Financial services company Moody's has snapped up a majority stake in climate-risk data firm Four Twenty Seven as part of its drive to "advance global standards for assessing environmental and climate risk factors."

The terms of the acquisition have not been disclosed, but it is seen as a major move from one of the world's biggest credit ratings agencies that could have a significant impact on how seriously climate risk factors are viewed by financiers.

Based in California, Four Twenty Seven scores physical risks associated with climate-related factors and other environmental issues, including heat stress, water stress, extreme precipitation, hurricanes and typhoons, and sea-level rise.

Its scores and portfolio analytics have global coverage and quantify risk exposures across asset classes, with data covering over 2,000 listed companies and 196 countries to help inform bank, investor and government decision-making, according to Moody's.
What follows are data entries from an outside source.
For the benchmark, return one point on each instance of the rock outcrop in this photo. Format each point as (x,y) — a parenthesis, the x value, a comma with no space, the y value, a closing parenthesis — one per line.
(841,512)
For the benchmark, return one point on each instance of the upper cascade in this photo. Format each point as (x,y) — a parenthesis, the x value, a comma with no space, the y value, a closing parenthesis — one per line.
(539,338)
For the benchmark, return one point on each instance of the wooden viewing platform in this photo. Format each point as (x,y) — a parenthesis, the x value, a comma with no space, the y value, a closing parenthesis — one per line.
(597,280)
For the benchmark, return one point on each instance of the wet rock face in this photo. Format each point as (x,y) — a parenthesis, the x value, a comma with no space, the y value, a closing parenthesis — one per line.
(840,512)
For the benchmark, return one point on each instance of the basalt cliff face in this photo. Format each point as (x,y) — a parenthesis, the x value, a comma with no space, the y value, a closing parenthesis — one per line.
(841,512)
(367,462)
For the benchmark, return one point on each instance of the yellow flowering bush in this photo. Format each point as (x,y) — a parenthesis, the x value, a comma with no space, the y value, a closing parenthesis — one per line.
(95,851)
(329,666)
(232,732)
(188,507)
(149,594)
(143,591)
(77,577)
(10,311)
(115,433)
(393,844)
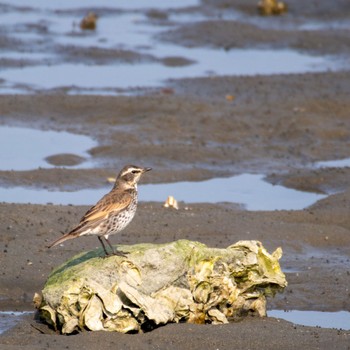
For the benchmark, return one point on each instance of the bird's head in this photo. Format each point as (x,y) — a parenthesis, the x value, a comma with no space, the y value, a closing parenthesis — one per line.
(130,175)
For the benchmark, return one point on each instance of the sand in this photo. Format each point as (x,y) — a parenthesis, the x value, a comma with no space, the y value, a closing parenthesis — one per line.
(278,125)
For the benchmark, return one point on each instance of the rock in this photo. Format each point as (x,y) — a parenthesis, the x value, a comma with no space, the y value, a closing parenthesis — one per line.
(179,281)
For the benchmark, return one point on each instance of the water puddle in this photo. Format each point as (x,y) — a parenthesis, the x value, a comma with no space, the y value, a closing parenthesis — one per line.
(249,190)
(25,149)
(49,69)
(150,75)
(338,163)
(339,319)
(8,319)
The acquisition is therefore aimed at solidifying Moody's commitment to "promoting transparent and globally consistent standards for evaluating environmental, social and governance (ESG) risks and opportunities," the company announced last week.

"Four Twenty Seven has built a strong platform for quantifying climate-related exposures and producing actionable risk metrics, which are essential to understanding and informing climate risk and resilience measures," said Myriam Durand, global head of assessments at Moody's Investors Service. "Moody's is committed to offering global, transparent standards for assessing environmental risk, and the acquisition of Four Twenty Seven advances our objective of integrating climate analytics into our offerings."

Nick Mabey, co-founder and CEO of climate NGO E3G, described the acquisition as a "big deal" that could have significant implications for listed firms.

Four Twenty Seven will continue to operate under its existing brand at its headquarters in Berkeley, California, but will act as an affiliate of Moody's Investors Service, Emilie Mazzacurati, founder and CEO of Four Twenty Seven, confirmed.

"Moody's global coverage and analytical capabilities, combined with Four Twenty Seven's comprehensive climate risk data and intelligence, provides an ideal path to continue our work helping market participants integrate potential climate impacts into risk management and investment decisions," she said.

In related news, Schroders announced it has agreed to buy a majority stake in Swiss impact investor BlueOrchard in a bid to expand the asset management giant's "sustainability capabilities."

Schroders said teaming up with BlueOrchard would help it to "better serve clients who are increasingly seeking investment which have a beneficial impact on society and the environment, as well as generating positive financial market returns."

Peter Fanconi, chairman of BlueOrchard, added the partnership would help the firm "further increase our impact and jointly contribute to the achievement of the U.N. Sustainable Development Goals."